I like them more than snap flap holsters, thats where I usually lose stuff cause if you accidentally unsnap it, theres no retention to keep it in... 

Food for thought...


Posted using Outdoor Hub Campfire


----------



## Quack Addict (Aug 10, 2006)

Great work!

I was exposed to some leather working basics back in a Jr High shop class of some sort but never anything beyond the basics. How do you mold the leather... wet it with water and then work it by hand to stretch it over the item?

Is the stitch work done by hand? Guessing you have to pierce the leather then sew it together the old fashion way with a needle and thread?

Always looking to learn new stuff like this... thanks!


----------



## DIYsportsman (Dec 21, 2010)

Quack Addict said:


> Great work!
> 
> I was exposed to some leather working basics back in a Jr High shop class of some sort but never anything beyond the basics. How do you mold the leather... wet it with water and then work it by hand to stretch it over the item?
> 
> ...


Wish i had a shop class like that...

Yes warm water makes it pliable, i use a deer antler to shape, then you dry it in oven...

Yes the stitching is by hand, an awl is used to make the holes then i use 2 needles on one nylon thread in a sort of figure 8 stitch, called a saddle stitch, its very strong...

You can learn the basics on youtube, once you know each step you can basically make anything you want...







Posted using Outdoor Hub Campfire


----------



## DIYsportsman (Dec 21, 2010)

here ya go frenchriver1...


----------



## frenchriver1 (Jul 5, 2005)

You da man!!!!! Now I can say I knew him when he started and how he turned a basement workshop hobby into a big buck business. Rivals the work I have done for me by a professional sheath maker in WI. Let us know when you are ready for mail in biz.


----------



## DIYsportsman (Dec 21, 2010)

frenchriver1 said:


> You da man!!!!! Now I can say I knew him when he started and how he turned a basement workshop hobby into a big buck business. Rivals the work I have done for me by a professional sheath maker in WI. Let us know when you are ready for mail in biz.

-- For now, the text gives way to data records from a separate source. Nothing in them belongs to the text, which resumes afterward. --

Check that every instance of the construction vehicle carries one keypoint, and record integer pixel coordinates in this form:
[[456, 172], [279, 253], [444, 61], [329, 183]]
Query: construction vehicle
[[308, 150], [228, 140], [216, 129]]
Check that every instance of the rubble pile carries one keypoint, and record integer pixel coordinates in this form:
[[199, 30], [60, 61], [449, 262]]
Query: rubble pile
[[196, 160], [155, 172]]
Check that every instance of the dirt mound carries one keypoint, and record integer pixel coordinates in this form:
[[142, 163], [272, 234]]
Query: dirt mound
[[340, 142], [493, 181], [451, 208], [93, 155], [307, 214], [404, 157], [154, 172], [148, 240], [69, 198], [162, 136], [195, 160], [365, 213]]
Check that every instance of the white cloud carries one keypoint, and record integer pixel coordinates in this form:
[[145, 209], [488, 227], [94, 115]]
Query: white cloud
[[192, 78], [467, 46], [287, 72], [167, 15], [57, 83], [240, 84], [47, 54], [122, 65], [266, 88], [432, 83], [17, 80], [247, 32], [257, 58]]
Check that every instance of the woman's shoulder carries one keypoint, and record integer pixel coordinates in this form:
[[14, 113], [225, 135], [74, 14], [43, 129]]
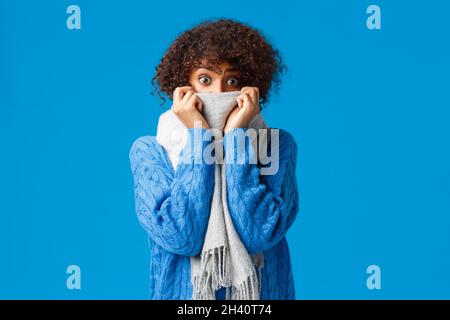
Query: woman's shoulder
[[286, 139]]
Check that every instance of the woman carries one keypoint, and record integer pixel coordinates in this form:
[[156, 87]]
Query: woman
[[215, 56]]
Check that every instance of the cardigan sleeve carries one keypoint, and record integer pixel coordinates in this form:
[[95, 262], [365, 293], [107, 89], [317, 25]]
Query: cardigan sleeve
[[262, 207], [173, 205]]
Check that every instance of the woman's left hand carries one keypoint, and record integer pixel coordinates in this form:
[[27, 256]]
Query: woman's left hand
[[245, 111]]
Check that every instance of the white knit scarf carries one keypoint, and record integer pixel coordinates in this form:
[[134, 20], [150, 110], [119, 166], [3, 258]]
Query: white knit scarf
[[224, 260]]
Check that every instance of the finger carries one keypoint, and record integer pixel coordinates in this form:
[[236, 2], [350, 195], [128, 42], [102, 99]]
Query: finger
[[186, 97], [195, 102], [240, 101]]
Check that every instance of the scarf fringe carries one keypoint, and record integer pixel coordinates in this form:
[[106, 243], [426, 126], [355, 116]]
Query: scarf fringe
[[216, 263]]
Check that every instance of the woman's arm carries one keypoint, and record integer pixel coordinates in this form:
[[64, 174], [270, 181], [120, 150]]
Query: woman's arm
[[173, 207], [262, 207]]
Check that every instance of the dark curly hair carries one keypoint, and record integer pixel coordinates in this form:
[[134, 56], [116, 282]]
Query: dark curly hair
[[218, 41]]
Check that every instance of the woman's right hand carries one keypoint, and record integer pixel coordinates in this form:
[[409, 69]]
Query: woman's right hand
[[187, 107]]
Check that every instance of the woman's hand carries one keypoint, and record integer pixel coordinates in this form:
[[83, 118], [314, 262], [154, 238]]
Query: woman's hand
[[187, 107], [245, 111]]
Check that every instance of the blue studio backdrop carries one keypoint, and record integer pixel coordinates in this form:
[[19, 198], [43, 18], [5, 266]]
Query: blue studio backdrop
[[369, 109]]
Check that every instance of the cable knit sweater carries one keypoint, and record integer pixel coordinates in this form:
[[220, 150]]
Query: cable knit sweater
[[173, 207]]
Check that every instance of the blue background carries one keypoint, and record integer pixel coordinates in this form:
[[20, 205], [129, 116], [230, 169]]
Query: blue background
[[369, 109]]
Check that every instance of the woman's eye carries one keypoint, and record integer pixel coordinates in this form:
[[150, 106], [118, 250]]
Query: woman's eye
[[204, 80], [233, 82]]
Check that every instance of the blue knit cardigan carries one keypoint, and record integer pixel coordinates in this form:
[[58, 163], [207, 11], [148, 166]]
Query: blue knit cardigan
[[173, 207]]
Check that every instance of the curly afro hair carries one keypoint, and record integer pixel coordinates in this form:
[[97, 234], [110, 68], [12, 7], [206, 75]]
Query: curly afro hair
[[218, 41]]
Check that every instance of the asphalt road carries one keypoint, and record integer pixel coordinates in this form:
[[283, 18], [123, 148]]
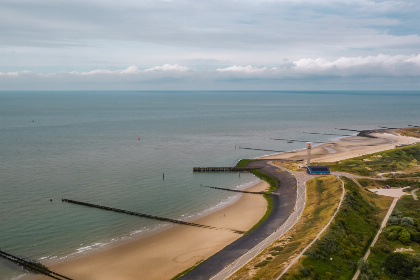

Lol, doubt anyone would pay for my "craftsmanship", thanks for that i got a good chuckle...


Posted using Outdoor Hub Campfire


----------



## DIYsportsman (Dec 21, 2010)

Simple filet knife sheath


Posted using Outdoor Hub Campfire


----------



## DIYsportsman (Dec 21, 2010)

better picture


----------



## DIYsportsman (Dec 21, 2010)

pouch for an extra magazine for my ruger 22/45


----------



## DIYsportsman (Dec 21, 2010)

Just received my buck 110 back from the factory for some warranty repair, since the spring was a little loose and the blade opened up too easily. 

what great customer service Buck has, not only did they fix the spring, but they sharpened the blade, and buffed + cleaned too, for free!

cant beat that...


----------